Sunday, May 4, 2014

Editor's Notes: Evolving or Devolving?

There was a time when a 'literary magazine' meant a broad collection of writing with short stories, essays, poetry, novellas, criticism, etc. housed between the covers. A cornucopia, better yet a rainbow representation of something for everyone one a variety of subjects seeking to capture the largest audience in their net.

Over time anthologies ruled the roost huddled around one broad general subject and all else was dropped save for the short story. But the broader subject be it 'science fiction' or 'ghost stories' was still served by a collection of tales serving the subject with diverse takes.

But the broad focus in the past three years has become funneled. Publishers' prompts are shifting their genres with fishing line hooks fixing writers in one place with little room to swim about. Many of these publications have become story collections that pay homage to the cover illustration.

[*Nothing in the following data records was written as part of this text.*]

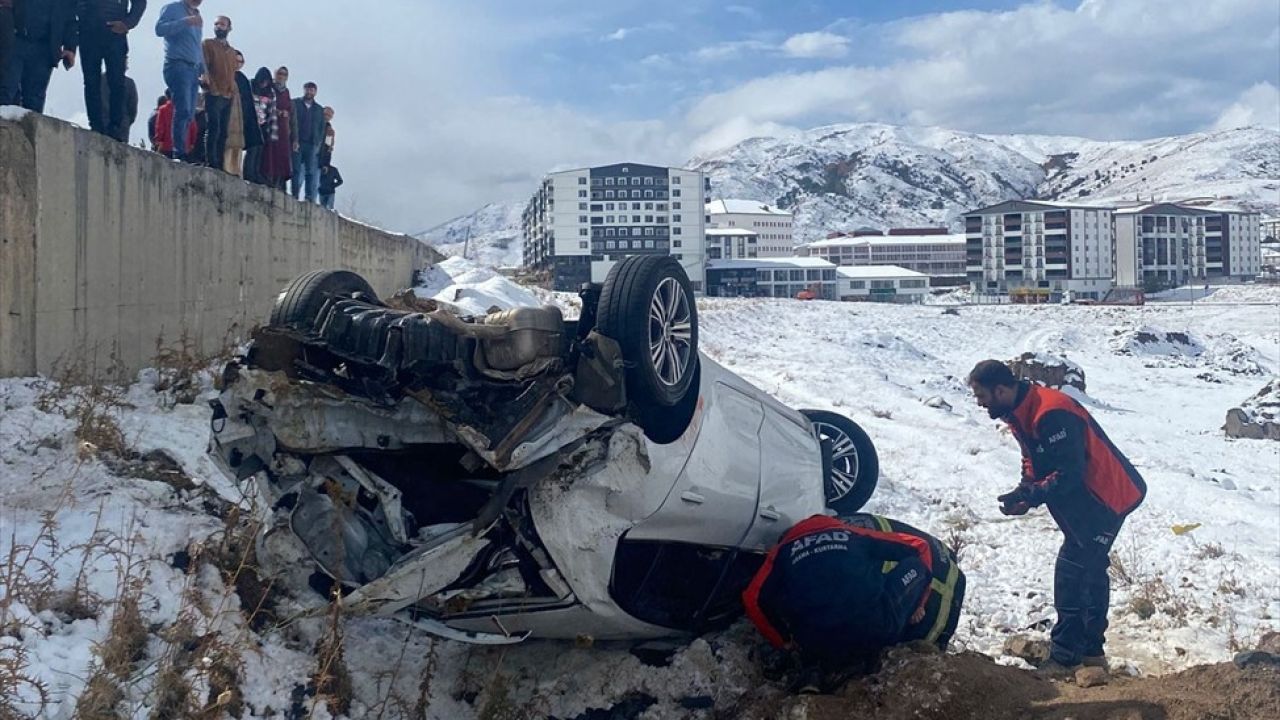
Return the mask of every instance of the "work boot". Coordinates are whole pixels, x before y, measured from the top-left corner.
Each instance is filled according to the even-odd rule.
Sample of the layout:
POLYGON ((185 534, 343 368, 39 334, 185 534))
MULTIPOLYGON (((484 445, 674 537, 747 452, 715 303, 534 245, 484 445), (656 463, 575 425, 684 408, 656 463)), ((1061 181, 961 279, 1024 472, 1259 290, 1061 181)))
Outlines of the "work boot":
POLYGON ((1047 680, 1066 680, 1075 676, 1079 665, 1062 665, 1057 660, 1046 660, 1036 667, 1036 674, 1047 680))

By dictating subject, the composition of characters, and in many cases lines of dialogue and setting, we get away from the story itself and the imagination that works into it. This style of seeking diversity and correctness limits writing to nothing more than an assembly line endeavor rendering creativity and deductive thought to its cheapest level.

Fewer sampler publications survive and even fewer have sought to be born.

The reading public? Well, like many writers, its the human thing to seek safety and find solace and comfort in one's own little corner of the universe with like minded individuals.

Like 'The Whitman Sampler' that ignited taste buds to new combinations, inclusion for all is vastly becoming a homogenized sterility.

I pray over time that I will be proven wrong.